Are Tornadoes Increasing?

Last week, here on the blog, I answered the question of whether tornadoes are "getting worse." The answer is clearly no


At today's AccuWeather B2B tornado seminar in Omaha this morning I was asked if all tornadoes are increasing. I explained the answer is a very qualified no but I am less certain about that answer. 


Here is a brand new graph from the National Severe Storms Laboratory's Dr. Harold Brooks. It shows all tornadoes from F-1 to F-5 intensity from 1950 to 2011. It would tend to indicate an increase. This graph does not include the very weak F-0 tornadoes which have clearly increased due strictly to storm chasing, i.e., if chasing didn't exist very few of those would ever be reported. 



Here is why I conclude the correct answer is "no" in spite of the opposite being indicated by the graph.


First, as I learned when I was researching Warnings: The True Story of How Science Tamed the Weather, the numbers from 1950-54 are imprecise and many were collected after the fact. I suspect those numbers are too low. 

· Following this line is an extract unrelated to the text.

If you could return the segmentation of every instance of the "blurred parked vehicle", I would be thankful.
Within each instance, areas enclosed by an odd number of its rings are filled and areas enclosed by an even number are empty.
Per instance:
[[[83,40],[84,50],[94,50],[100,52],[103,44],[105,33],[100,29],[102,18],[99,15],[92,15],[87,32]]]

So, I have added an orange box to the graph for the years 1955-2010. I eliminated 2011 because it is such an outlier that it distorts the end of the graph (as a graph from 1955-1974 would have lead one to conclude a rapidly rising rate that didn't really exist). 



If you focus on the graph within the orange box, the rate of rise is so small it may not be significant from a statistical point of view. This is especially true when you consider that both storm chasing and Doppler radar might have tended to inflate the numbers during the last 15 years.